On a busy stretch of travel weeks, the Federal Aviation Administration is pressing pause on one part of how San Francisco International Airport conducts arrivals, cutting the rate of incoming flights during a period of runway work. The FAA said the change is meant to address safety concerns tied to how planes are handled on closely spaced parallel runways and to the complexity of the Bay Area airspace.
FAA spokesman Ian Gregor said the agency concluded that SFO’s “longstanding practice” of landing two planes at the same time on closely spaced parallel runways that are just 750 feet apart—along with congested airspace—was too dangerous. He told reporters officials would not explain why that practice had been allowed to continue.
SFO operates with two sets of parallel runways, and the temporary runway project is already reducing capacity. The north-south runways are out of commission for six months for a repaving project that accounts for nine of the 18 flight-per-hour reductions, with the new FAA rule change affecting the remaining nine flights.

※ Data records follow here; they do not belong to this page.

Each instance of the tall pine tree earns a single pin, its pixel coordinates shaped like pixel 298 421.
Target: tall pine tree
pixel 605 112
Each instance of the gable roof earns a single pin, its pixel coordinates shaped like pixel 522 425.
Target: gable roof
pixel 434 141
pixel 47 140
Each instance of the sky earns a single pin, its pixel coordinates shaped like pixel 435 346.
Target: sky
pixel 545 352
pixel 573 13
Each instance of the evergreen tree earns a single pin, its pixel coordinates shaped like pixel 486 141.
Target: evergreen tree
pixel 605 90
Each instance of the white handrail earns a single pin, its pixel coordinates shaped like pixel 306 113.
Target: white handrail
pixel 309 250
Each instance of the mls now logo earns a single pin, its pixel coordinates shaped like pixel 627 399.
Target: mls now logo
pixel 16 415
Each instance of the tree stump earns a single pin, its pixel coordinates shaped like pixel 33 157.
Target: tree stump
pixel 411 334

The FAA said the change is unique to San Francisco rather than tied to a broader set of safety problems after the March crash at New York’s LaGuardia Airport involving an Air Canada jet and a fire truck. In describing the FAA’s decision, the agency said the rule change was not triggered by broader safety concerns and only affects SFO.
SFO airport spokesman Doug Yakel said the airport expects delays to land on some passengers even as it works with the FAA to improve arrival times. Yakel said about 25% of arriving flights are expected to be delayed by 30 minutes or more, and he did not provide additional details about whether any flights might be canceled.

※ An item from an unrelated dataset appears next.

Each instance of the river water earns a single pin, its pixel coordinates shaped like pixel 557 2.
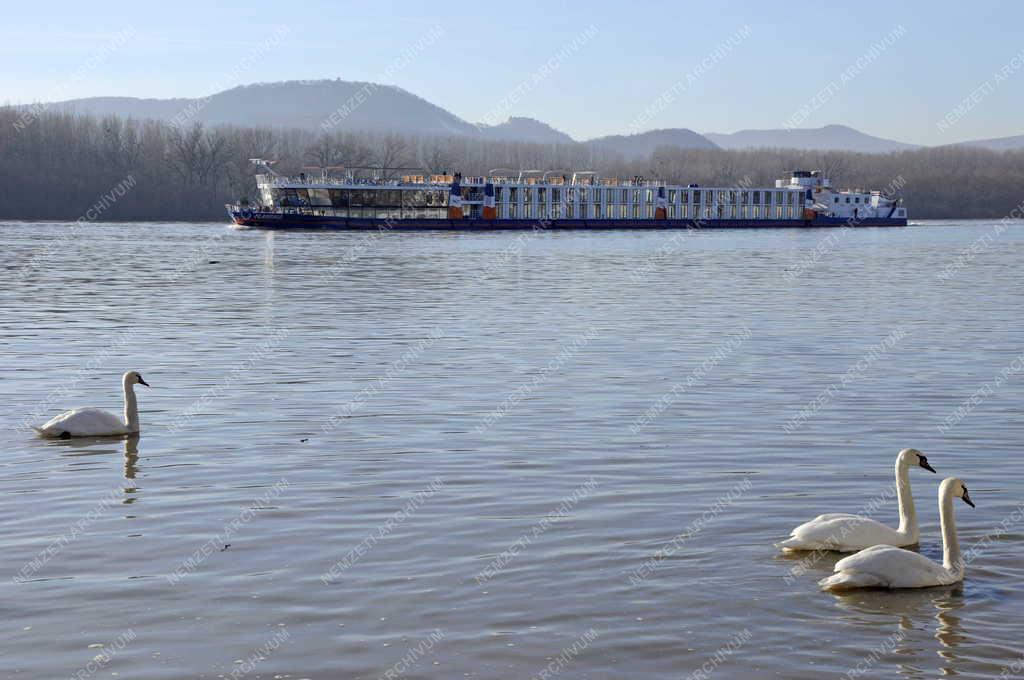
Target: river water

Airlines responded to the changes with early indications that schedules were already being tested. United Airlines said it was reviewing the rule change to determine whether any adjustments were needed to its flight schedule, and Alaska Airlines said the situation was changing day to day, with 15 flights delayed out of SFO on Monday and none delayed on Tuesday.
The immediate operational constraint is partly tied to the timeline of the runway work. Yakel said the runway under construction is set to reopen on Oct. 2, a date the airport expects will ease at least some of the delays once the construction phase ends.